Mars 2015 – La situation provinciale
On assiste depuis les derniers mois à un démantèlement en règle de l’ensemble des services publics. Derrière le discours comptable justifiant les mesures d’austérité du gouvernement libéral se cache un projet idéologique de transformation des structures sociales. Que ce soit en éducation, en santé, en culture ou dans la petite enfance, la logique est la même : désinvestir les fonds publics, augmenter la tarification, attaquer les conditions de travail des employés et donc mener à une privatisation progressive des services publics.
Les étudiants québécois se mobilisent. Ils promettent un printemps chaud au gouvernement du Québec pour démontrer leur opposition à ses politiques d’austérité. En date du 19 mars, plus de 40 000 étudiants seront en grève à partir du 23 mars afin de protester contre les compressions en éducation. En effet, 46 associations étudiantes, sur sept campus, ont un mandat de grève reconductible pour un total de 43 346 étudiants. De plus, 26 associations étudiantes ont un mandat de grève ponctuel, pour un total de 16 997 étudiants. Finalement, 60 associations étudiantes prévoient tenir un vote de grève, regroupant 140 839 étudiants.

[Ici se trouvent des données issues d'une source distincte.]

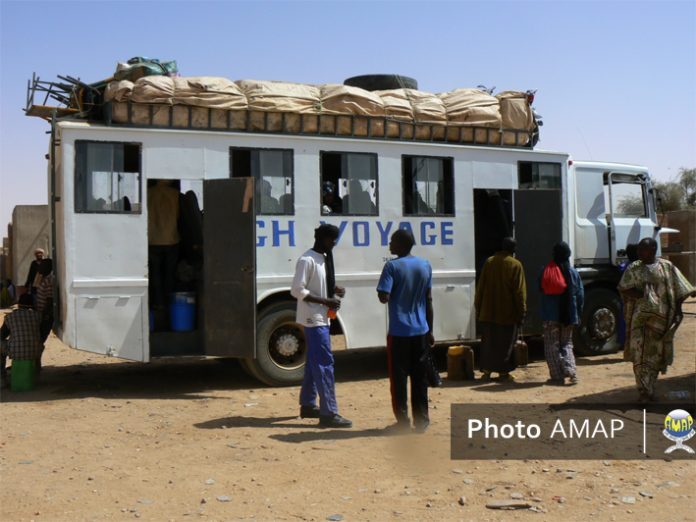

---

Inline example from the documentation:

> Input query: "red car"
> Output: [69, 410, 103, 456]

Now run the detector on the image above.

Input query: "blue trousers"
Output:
[300, 326, 338, 416]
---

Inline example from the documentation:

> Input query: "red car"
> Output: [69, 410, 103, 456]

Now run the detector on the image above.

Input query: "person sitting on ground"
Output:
[0, 294, 42, 383]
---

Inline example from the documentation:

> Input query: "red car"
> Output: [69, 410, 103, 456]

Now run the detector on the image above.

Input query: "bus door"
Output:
[203, 177, 256, 357]
[604, 172, 656, 265]
[72, 141, 150, 361]
[513, 162, 563, 333]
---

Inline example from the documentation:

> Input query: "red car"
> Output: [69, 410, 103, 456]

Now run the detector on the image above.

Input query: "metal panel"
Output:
[202, 178, 256, 357]
[514, 189, 563, 333]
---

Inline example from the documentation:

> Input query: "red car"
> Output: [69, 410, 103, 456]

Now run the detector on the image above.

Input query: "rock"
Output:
[486, 500, 532, 509]
[657, 480, 679, 488]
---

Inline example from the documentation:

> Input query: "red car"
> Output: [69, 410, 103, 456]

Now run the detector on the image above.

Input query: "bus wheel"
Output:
[244, 302, 307, 386]
[574, 288, 622, 355]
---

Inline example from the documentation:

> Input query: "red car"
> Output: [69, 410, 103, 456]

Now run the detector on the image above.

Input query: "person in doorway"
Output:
[35, 259, 53, 371]
[539, 241, 585, 385]
[147, 179, 180, 329]
[24, 248, 46, 295]
[0, 294, 41, 385]
[377, 229, 435, 433]
[290, 224, 353, 428]
[474, 237, 527, 381]
[616, 243, 638, 346]
[619, 237, 696, 403]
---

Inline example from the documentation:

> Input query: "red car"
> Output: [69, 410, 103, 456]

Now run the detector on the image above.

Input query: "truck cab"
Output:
[568, 161, 665, 354]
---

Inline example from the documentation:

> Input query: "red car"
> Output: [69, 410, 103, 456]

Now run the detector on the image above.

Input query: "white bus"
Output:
[28, 83, 659, 385]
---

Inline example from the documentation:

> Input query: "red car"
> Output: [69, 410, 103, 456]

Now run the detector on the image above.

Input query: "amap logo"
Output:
[662, 410, 696, 453]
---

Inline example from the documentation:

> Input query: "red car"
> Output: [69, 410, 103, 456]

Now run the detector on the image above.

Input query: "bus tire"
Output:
[573, 287, 622, 355]
[243, 301, 307, 386]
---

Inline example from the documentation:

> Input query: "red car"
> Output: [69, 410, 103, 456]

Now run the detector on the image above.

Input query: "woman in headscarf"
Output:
[539, 242, 585, 385]
[619, 237, 696, 403]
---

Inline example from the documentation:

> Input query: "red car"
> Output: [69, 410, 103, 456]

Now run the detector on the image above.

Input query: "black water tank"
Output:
[343, 74, 418, 91]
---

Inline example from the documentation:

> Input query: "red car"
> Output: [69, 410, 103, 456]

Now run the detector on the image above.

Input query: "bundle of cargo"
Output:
[104, 76, 537, 146]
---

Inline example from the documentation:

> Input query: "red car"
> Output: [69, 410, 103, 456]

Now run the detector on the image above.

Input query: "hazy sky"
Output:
[0, 0, 696, 228]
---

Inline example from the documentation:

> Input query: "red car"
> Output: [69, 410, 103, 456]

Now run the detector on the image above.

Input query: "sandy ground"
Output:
[0, 302, 696, 521]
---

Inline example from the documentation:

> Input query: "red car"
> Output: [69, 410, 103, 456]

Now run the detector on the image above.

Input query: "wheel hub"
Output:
[276, 333, 300, 357]
[591, 308, 616, 340]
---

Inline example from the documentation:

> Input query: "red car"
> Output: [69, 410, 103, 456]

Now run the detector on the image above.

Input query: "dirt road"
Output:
[0, 302, 696, 522]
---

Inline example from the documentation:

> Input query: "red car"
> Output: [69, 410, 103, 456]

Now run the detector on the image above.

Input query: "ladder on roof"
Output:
[24, 73, 102, 121]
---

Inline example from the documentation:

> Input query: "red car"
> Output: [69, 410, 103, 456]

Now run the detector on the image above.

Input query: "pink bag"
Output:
[541, 261, 568, 295]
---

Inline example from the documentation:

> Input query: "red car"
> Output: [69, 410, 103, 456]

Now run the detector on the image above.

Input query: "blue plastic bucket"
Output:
[169, 292, 196, 332]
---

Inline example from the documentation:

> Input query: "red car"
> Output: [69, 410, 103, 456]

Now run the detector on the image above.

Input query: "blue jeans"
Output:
[300, 326, 338, 416]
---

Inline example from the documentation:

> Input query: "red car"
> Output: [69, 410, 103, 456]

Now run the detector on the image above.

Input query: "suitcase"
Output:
[447, 345, 474, 381]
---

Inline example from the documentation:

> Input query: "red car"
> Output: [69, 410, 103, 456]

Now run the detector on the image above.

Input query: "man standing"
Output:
[24, 248, 46, 295]
[619, 238, 696, 403]
[0, 294, 42, 383]
[290, 224, 353, 428]
[147, 179, 180, 329]
[475, 237, 527, 381]
[377, 229, 435, 433]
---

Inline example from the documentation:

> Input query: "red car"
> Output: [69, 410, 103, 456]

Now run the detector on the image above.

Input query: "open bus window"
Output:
[230, 147, 295, 215]
[402, 156, 454, 216]
[75, 141, 142, 214]
[604, 174, 648, 218]
[321, 152, 377, 216]
[518, 161, 561, 189]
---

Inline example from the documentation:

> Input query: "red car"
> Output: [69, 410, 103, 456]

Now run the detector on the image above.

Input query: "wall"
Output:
[11, 205, 51, 286]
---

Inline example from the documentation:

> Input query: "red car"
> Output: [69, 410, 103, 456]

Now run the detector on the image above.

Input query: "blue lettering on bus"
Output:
[256, 219, 454, 247]
[353, 221, 370, 246]
[272, 219, 295, 246]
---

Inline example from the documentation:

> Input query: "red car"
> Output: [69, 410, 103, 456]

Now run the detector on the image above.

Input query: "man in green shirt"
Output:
[475, 237, 527, 381]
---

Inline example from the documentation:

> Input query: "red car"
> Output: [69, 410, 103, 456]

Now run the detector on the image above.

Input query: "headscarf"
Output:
[314, 223, 339, 297]
[553, 241, 575, 325]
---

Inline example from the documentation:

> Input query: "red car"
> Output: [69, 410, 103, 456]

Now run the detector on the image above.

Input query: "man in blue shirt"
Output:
[377, 229, 435, 432]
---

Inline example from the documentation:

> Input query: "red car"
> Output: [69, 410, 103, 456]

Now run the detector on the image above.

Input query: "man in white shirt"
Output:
[290, 224, 353, 428]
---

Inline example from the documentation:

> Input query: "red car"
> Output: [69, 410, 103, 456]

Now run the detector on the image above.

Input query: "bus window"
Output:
[402, 156, 454, 216]
[604, 173, 648, 218]
[230, 147, 295, 215]
[75, 140, 142, 214]
[518, 161, 561, 189]
[321, 152, 378, 216]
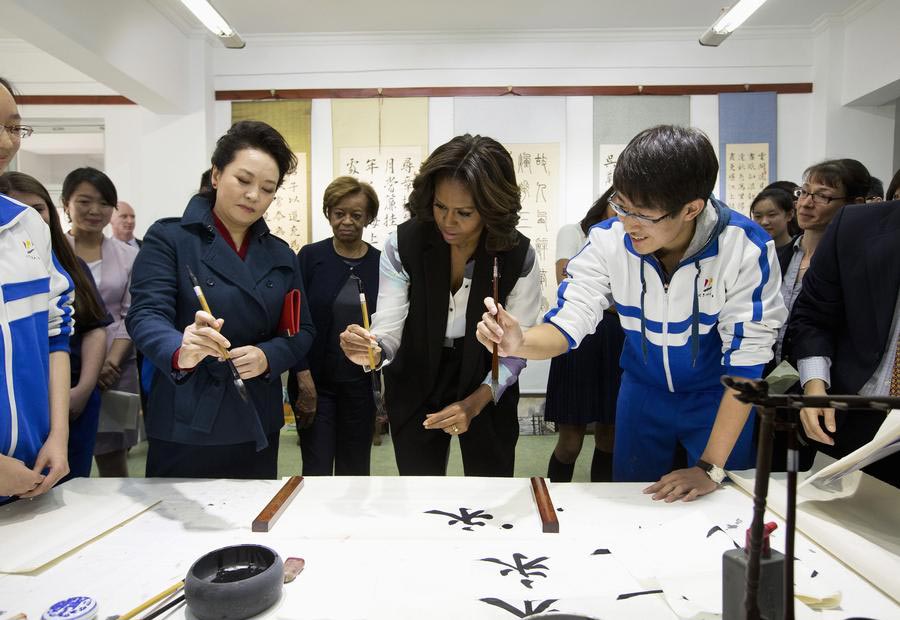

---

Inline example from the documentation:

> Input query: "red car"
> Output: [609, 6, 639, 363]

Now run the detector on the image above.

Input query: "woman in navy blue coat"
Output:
[288, 176, 381, 476]
[126, 121, 315, 478]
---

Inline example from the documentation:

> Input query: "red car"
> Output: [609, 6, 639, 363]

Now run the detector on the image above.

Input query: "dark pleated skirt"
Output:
[544, 312, 625, 424]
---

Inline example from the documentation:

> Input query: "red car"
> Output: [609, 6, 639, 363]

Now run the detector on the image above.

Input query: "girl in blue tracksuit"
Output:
[0, 78, 74, 504]
[479, 126, 787, 501]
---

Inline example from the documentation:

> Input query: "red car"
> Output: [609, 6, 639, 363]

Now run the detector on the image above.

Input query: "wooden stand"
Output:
[251, 476, 303, 532]
[531, 476, 559, 534]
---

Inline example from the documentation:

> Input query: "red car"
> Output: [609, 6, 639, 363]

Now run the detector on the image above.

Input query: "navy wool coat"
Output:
[126, 195, 315, 445]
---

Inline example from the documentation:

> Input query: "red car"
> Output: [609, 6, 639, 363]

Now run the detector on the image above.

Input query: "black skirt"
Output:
[544, 312, 625, 424]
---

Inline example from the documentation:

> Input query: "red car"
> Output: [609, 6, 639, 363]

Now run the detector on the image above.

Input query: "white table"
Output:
[0, 477, 900, 620]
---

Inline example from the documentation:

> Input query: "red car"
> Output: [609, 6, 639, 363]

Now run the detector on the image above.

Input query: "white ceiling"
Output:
[165, 0, 865, 36]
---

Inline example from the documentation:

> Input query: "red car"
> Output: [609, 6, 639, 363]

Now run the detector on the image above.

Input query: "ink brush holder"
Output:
[184, 545, 284, 620]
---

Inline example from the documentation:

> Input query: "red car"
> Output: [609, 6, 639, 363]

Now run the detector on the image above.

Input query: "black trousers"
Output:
[147, 432, 279, 480]
[300, 375, 375, 476]
[388, 339, 519, 477]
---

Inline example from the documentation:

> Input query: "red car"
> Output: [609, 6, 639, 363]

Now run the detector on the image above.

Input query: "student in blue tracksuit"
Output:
[0, 78, 74, 504]
[478, 125, 787, 501]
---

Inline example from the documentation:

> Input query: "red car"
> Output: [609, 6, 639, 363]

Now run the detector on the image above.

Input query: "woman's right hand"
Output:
[294, 370, 318, 429]
[340, 325, 381, 367]
[178, 310, 231, 370]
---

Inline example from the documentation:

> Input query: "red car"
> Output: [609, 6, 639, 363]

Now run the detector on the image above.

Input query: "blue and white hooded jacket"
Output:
[0, 194, 75, 467]
[544, 198, 788, 392]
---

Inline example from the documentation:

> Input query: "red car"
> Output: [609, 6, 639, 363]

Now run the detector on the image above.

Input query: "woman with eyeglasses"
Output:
[62, 167, 141, 478]
[772, 159, 869, 368]
[0, 77, 74, 504]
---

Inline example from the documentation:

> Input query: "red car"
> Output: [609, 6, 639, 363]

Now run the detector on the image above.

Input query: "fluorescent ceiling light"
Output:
[181, 0, 244, 49]
[700, 0, 766, 47]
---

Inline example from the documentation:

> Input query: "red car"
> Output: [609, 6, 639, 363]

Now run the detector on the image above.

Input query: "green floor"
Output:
[119, 428, 593, 482]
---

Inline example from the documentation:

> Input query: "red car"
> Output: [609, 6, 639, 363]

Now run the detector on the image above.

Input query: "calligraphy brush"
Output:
[353, 275, 387, 420]
[491, 256, 500, 402]
[187, 265, 269, 450]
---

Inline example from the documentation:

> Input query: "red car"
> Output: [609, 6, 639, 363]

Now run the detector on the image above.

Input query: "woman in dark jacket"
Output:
[126, 121, 315, 478]
[341, 135, 541, 476]
[288, 176, 381, 476]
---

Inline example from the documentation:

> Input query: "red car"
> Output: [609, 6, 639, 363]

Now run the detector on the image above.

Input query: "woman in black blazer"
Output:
[126, 121, 315, 478]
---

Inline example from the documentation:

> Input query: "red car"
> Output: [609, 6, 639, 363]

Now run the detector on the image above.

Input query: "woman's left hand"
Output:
[228, 345, 269, 379]
[424, 400, 477, 435]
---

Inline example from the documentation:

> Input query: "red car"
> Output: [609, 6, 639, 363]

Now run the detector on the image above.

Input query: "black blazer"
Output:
[787, 201, 900, 394]
[125, 195, 315, 445]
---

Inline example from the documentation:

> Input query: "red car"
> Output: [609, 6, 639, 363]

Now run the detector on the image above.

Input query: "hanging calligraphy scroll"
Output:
[336, 146, 422, 249]
[504, 143, 560, 314]
[722, 142, 769, 216]
[264, 153, 309, 252]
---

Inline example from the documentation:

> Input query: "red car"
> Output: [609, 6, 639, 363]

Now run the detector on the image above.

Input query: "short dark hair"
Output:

Parmi ce nombre, l’Association des étudiants de la Faculté d’éducation de l’UQAM, qui compte plus de 5 000 membres, s’est jointe au mouvement de grève de deux semaines. C’est ce qu’on peut lire sur le site www.Printemps2015.org qui recense les mandats de grève dans les rangs des étudiants. Me croyez-vous toujours quand je vous dis qu’une grève se prépare ?
C’est au tour de Sherbrooke
À l’UdeS, l’Association générale des étudiantes et étudiants en médecine (AGEEMUS) a voté à l’unanimité pour une grève ponctuelle le 30 mars prochain, ce qui touche 700 étudiants.
De plus, l’Association générale des étudiants en lettres et sciences humaines (AGEFLESH) a un référendum de grève à venir le 24 mars prochain, tout comme l’Association générale des étudiantes et étudiants de la faculté d’éducation (AGEEFEUS) qui votera le 25 mars. C’est donc important pour tous les étudiants de faire entendre leur voix, qu’ils soient pour ou contre ce mouvement. Il ne faut pas oublier qu’une grève à l’AGEFLESH et à l’AGEEFEUS réunis toucherait plus de 4 000 étudiants.
Porter la voix d’une génération
Le mouvement étudiant n’est pas issu d’un sentiment de révolte primaire. Certes, il n’est pas non plus parfait. Il présente parfois certaines lacunes argumentatives, il arrondit parfois les coins à son avantage. Mais il a cette volonté qui le rend fort.
Le mouvement étudiant a également autre chose d’enviable, depuis le printemps érable de 2012. Au fond de cet épineux débat sur la hausse des droits de scolarité, il a su diversifier ses tactiques pour interpeller un plus grand nombre de gens et pour encourager l’implication multidisciplinaire. D’un groupe majoritairement réticent, il a su former une masse unie, militante et axée sur la réflexion.
Voter ?
Vous, chers étudiants de l’UdeS qui irez voter, je vous dis ceci avant de terminer. Il ne s’agit pas simplement de prendre position pour ou contre l’austérité. Il s’agit de porter la voix d’une génération qui refuse la tangente qu’emprunte actuellement la société québécoise.
En refusant de négocier avec les étudiants sous prétexte que leur voix ne pèse pas lourd dans la balance du Québec, le gouvernement traite ses citoyens exactement comme il le fait avec l’éducation et le savoir : comme une marchandise.